Biru mengambil rantang besi dan menaruhnya di meja ruang tamu.
"Mau masuk Kak Indra?"
"Tidak perlu disini saja. Dion kemana?"
"Dion di dalam kamar. Dia ketiduran karena terlalu kelelahan."
"Apa kalian pergi lagi bersama bajingan itu?"
Wajah Indra yang tadinya tenang dan ramah langsung terlihat marah ketika mengatakan bajingan itu. Dan bajingan yang dimaksudnya adalah Galang.
"Ya, dia mengajak kami piknik."
"..."
Wajah Indra terlihat seperti tengah menahan amarahnya, namun ada aura gelap juga yang membuat Biru tidak nyaman. Padahal, Indra jarang terlihat seperti ini.
"Kenapa kamu selalu memenuhi keinginan bajingan itu?!"
Intonasinya suaranya perlahan mulai meninggi, takut kalau Dion akan terganggu. Biru membawa Indra ke bagian halaman setelah menutup pintu di belakang.
"Aku hanya ingin mengajak Dion jalan-jalan."
"Kamu kan bisa langsung bertanya kepadaku. Aku dengan senang hati akan membawa kalian. Tidak perlu harus ikut dengan bajingan itu."
"Tapi, aku tidak bisa terus menerus merepotkan Kak Indra. Apalagi setelah semua yang Kak Indra berikan kepadaku. Aku merasa tidak enak."
"Jadi, kamu lebih memilih dia daripada aku?"
"Tidak, bukan itu maksudku Kak Indra."
Biru hanya tidak ingin terus-terusan merepotkan Indra. Apalagi Indra punya kesibukannya sendiri. Mengurus orang tuanya dan restoran miliknya. Dia malu harus meminta tolong lebih jauh.
"Biru, dengarkan aku."
Biru yang tadinya menunduk perlahan mendongak dan bertemu tatapan kemarahan dari Indra. Saat Ini dia merasa tidak nyaman. Namun memilih untuk bertahan.
Indra datang mendekat dan memegang bahunya dengan erat, "Kamu tidak melupakan alasan kenapa kamu meminta tolong kepadaku, kan?"
Biru menggigit bibir bagian dalamnya, seolah ada perasaan yang tengah ditahan. Dia perlahan menggelengkan kepalanya sebagai jawaban. Jelas dia tidak melupakan itu dan dia tidak akan pernah melupakannya.
"Kamu sudah terlalu jauh dekat dengan bajingan itu. Kalian sudah terlalu banyak menghabiskan waktu bersama."
Biru tahu itu. Dia dan Galang sudah banyak menghabiskan waktu bersama. Entah itu karena soal pekerjaan. Atau karena hal lain.
"Disini aku tidak berusaha mengaturmu. Aku hanya ingin memperingatkanmu, Biru. Tidak ada hal baik yang datang setelah kalian dekat. Apalagi dari seorang bajingan kaya raya yang bisa menggunakan kekuatannya untuk menindas orang lain."Biru mengangguk pelan. Indra hanya mencoba menasehatinya dan mungkin ini demi kebaikan dirinya. Tapi, di dalam lubuk hatinya, dia ingin mengabaikan nasihat Indra yang jelas sudah lebih lama mengenalnya dibandingkan Galang.

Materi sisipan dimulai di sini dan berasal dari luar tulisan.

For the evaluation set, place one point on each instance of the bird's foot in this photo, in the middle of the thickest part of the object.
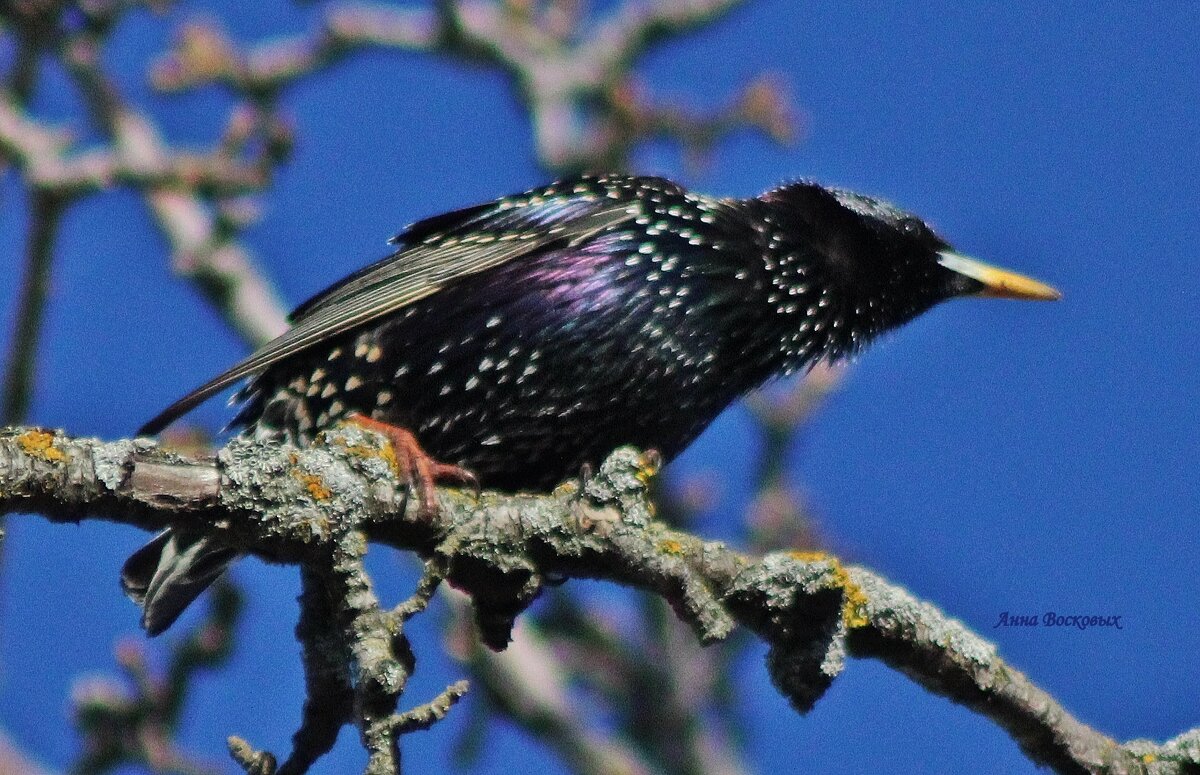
(417, 464)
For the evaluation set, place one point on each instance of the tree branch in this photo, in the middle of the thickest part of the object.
(315, 505)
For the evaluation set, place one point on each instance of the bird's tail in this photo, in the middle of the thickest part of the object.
(171, 571)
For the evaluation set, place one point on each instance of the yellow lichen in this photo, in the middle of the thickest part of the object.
(40, 444)
(315, 485)
(670, 546)
(853, 606)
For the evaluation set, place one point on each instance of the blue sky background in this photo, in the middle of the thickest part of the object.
(991, 456)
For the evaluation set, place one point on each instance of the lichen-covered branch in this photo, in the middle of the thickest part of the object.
(319, 506)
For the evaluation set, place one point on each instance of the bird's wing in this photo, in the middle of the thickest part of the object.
(433, 253)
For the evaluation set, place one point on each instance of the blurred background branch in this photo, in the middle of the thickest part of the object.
(573, 71)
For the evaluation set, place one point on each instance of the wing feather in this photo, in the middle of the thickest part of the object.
(480, 239)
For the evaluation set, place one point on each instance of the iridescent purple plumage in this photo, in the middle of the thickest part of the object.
(529, 336)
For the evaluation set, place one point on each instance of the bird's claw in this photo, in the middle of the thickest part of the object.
(421, 469)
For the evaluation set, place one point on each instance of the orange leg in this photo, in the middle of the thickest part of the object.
(414, 462)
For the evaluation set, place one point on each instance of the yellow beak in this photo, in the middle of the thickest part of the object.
(999, 282)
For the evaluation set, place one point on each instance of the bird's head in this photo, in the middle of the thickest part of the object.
(857, 265)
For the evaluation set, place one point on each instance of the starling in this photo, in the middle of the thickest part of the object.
(527, 337)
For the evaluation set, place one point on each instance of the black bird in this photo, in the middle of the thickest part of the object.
(526, 337)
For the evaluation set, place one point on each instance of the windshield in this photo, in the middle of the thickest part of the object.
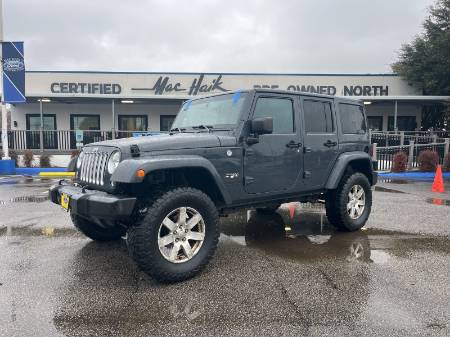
(211, 112)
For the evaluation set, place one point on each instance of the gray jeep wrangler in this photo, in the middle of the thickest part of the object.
(252, 148)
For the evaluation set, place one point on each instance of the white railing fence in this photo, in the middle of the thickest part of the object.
(384, 155)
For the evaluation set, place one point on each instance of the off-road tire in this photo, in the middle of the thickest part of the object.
(95, 232)
(337, 199)
(142, 238)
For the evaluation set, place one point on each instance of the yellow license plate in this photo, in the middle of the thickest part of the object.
(65, 200)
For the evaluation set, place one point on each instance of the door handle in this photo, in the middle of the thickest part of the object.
(293, 144)
(330, 143)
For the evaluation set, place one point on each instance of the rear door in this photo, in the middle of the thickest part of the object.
(275, 162)
(320, 140)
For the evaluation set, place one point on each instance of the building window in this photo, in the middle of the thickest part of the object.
(165, 122)
(375, 123)
(281, 111)
(318, 117)
(404, 123)
(91, 126)
(133, 123)
(352, 118)
(49, 131)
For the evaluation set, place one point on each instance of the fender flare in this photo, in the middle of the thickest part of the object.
(126, 171)
(341, 165)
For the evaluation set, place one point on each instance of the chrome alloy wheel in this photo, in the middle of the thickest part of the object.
(181, 234)
(356, 202)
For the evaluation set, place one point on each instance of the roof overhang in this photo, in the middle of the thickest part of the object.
(428, 99)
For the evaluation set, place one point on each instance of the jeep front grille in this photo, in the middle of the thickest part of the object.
(93, 166)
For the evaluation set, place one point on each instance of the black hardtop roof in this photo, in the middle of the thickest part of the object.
(308, 94)
(285, 92)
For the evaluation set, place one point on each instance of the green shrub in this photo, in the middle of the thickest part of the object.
(12, 155)
(428, 160)
(44, 160)
(446, 167)
(74, 153)
(399, 162)
(28, 158)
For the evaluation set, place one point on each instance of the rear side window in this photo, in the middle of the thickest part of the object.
(280, 109)
(318, 117)
(352, 118)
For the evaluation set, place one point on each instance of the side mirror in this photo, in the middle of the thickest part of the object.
(261, 126)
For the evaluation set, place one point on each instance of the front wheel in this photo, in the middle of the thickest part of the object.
(177, 237)
(348, 207)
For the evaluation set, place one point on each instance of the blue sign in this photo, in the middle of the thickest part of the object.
(13, 72)
(79, 136)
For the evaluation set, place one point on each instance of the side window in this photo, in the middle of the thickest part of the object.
(318, 117)
(280, 109)
(352, 118)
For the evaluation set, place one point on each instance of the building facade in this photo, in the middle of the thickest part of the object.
(114, 104)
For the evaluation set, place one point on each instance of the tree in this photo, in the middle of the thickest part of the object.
(425, 62)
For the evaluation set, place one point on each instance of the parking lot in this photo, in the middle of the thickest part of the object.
(273, 274)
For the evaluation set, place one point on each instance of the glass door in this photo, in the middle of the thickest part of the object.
(131, 123)
(90, 124)
(49, 131)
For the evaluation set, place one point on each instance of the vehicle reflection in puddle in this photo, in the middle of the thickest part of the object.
(437, 201)
(27, 181)
(385, 189)
(27, 198)
(309, 237)
(398, 181)
(305, 237)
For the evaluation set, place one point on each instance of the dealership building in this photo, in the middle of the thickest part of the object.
(115, 104)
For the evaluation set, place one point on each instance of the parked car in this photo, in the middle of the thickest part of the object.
(243, 149)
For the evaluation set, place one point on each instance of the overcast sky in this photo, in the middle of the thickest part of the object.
(298, 36)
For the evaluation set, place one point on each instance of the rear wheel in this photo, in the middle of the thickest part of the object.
(95, 232)
(348, 207)
(177, 237)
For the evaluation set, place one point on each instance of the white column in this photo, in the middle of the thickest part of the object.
(4, 113)
(395, 115)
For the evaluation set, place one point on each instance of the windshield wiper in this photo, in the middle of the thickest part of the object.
(177, 129)
(204, 127)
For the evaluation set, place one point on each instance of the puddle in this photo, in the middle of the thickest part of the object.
(46, 231)
(437, 201)
(385, 189)
(397, 181)
(309, 237)
(26, 199)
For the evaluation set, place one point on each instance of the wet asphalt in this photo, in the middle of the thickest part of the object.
(272, 275)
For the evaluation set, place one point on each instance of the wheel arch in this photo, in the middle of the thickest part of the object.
(351, 162)
(194, 171)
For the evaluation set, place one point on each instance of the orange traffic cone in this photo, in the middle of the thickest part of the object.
(438, 183)
(291, 210)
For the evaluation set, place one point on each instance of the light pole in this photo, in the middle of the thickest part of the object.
(4, 116)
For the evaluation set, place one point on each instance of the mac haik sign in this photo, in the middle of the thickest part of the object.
(184, 85)
(343, 85)
(13, 72)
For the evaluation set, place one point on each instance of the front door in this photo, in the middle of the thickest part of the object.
(321, 141)
(275, 162)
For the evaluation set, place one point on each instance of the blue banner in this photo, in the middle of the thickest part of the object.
(13, 72)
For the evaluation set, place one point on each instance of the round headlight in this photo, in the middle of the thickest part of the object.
(80, 159)
(113, 162)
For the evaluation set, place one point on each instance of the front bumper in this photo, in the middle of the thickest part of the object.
(93, 203)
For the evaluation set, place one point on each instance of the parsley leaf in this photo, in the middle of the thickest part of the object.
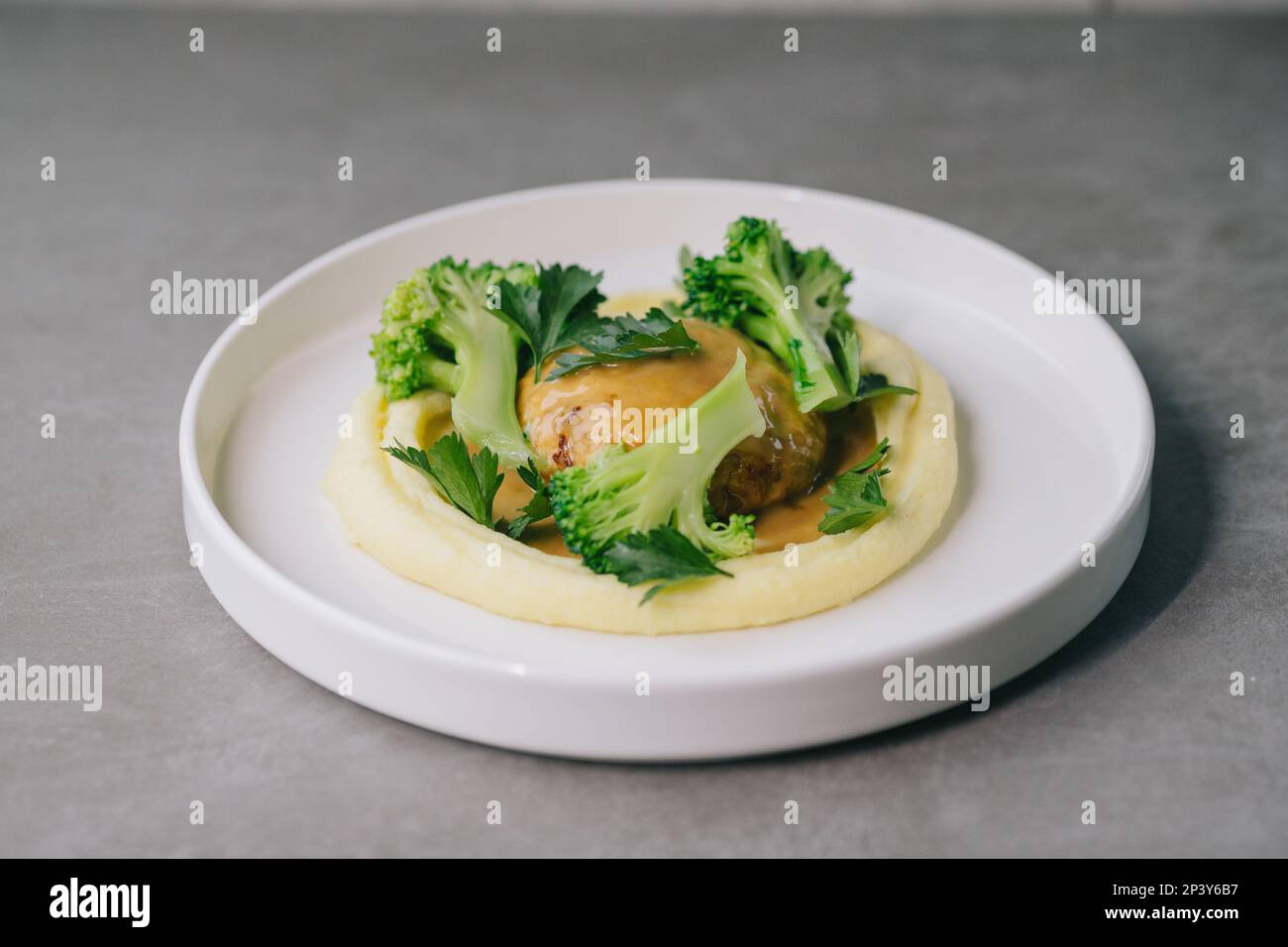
(855, 496)
(553, 313)
(662, 556)
(468, 483)
(625, 339)
(537, 508)
(846, 347)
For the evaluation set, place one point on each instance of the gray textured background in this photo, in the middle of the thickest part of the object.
(223, 163)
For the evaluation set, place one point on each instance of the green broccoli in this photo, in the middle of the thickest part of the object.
(747, 287)
(438, 331)
(661, 482)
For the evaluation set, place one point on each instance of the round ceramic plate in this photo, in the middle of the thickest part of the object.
(1055, 432)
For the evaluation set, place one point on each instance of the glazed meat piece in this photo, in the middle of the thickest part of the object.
(570, 419)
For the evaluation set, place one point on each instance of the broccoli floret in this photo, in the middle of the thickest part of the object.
(438, 331)
(747, 289)
(625, 491)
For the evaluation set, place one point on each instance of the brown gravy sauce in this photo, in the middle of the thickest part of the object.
(850, 437)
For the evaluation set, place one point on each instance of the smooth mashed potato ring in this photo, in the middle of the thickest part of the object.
(393, 513)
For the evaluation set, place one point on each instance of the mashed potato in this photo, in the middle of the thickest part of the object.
(391, 512)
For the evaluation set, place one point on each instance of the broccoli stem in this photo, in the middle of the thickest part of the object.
(484, 388)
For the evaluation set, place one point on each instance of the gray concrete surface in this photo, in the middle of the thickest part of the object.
(223, 163)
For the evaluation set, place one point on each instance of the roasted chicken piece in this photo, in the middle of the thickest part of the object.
(570, 419)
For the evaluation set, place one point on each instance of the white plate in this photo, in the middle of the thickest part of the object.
(1056, 438)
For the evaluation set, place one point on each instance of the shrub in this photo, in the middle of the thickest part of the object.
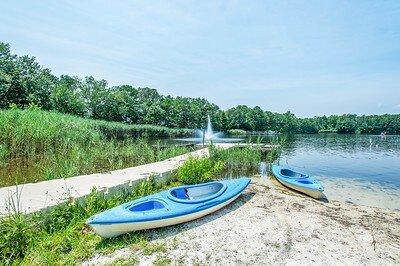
(199, 169)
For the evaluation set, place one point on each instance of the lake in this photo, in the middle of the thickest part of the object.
(361, 169)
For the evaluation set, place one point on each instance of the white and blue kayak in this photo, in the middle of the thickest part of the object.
(298, 181)
(174, 206)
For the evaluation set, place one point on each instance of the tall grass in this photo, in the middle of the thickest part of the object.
(60, 235)
(38, 145)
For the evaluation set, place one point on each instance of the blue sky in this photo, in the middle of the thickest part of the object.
(311, 57)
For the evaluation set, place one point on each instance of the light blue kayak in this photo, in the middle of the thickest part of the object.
(298, 181)
(173, 206)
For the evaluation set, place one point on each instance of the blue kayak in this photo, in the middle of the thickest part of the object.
(298, 181)
(173, 206)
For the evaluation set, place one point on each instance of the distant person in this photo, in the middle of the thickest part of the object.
(383, 135)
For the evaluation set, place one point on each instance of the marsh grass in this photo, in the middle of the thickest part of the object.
(59, 236)
(37, 145)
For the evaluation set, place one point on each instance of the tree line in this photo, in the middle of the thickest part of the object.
(24, 82)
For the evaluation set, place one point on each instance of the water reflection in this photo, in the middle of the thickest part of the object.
(363, 169)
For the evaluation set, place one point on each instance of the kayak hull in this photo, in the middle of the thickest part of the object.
(113, 230)
(299, 182)
(175, 206)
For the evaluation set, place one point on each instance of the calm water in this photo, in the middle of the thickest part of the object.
(363, 169)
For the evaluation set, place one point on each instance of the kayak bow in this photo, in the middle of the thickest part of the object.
(298, 181)
(174, 206)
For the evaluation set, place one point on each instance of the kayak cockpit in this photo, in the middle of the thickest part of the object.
(149, 205)
(197, 193)
(292, 174)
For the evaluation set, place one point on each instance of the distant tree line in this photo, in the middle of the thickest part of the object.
(24, 82)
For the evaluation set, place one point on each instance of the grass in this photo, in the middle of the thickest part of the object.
(162, 261)
(60, 236)
(37, 145)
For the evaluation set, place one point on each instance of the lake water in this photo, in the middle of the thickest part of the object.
(362, 169)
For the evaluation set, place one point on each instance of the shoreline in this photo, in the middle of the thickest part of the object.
(270, 224)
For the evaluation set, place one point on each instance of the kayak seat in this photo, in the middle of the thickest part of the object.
(305, 181)
(180, 193)
(147, 206)
(197, 192)
(292, 174)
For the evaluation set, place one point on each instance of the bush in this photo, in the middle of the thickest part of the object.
(198, 170)
(39, 145)
(16, 235)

"Dia hanya akan mempermainkanmu Biru. Setelah dia merasa senang dan puas, dia akan membuangmu secara sembarang. Bak sebuah sampah yang tidak berguna lagi."
"Karena bagi orang sepertinya, orang sepertimu mudah untuk dimainkan. Dia tidak akan peduli dengan perasaanmu. Dia hanya peduli dengan kepuasannya, Biru. Ingat itu."
"Jauhi bajingan itu, seperti 7 tahun lalu."
Biru meringis mendengar itu, dan tanpa sengaja dia bertemu dengan bajingan itu. Bajingan itu menatapnya dengan terkejut. Indra yang merasakan tatapan ke belakang tubuhnya juga perlahan menoleh. Dan sekarang keduanya melihat bajingan itu.
Bajingan itu. Galang.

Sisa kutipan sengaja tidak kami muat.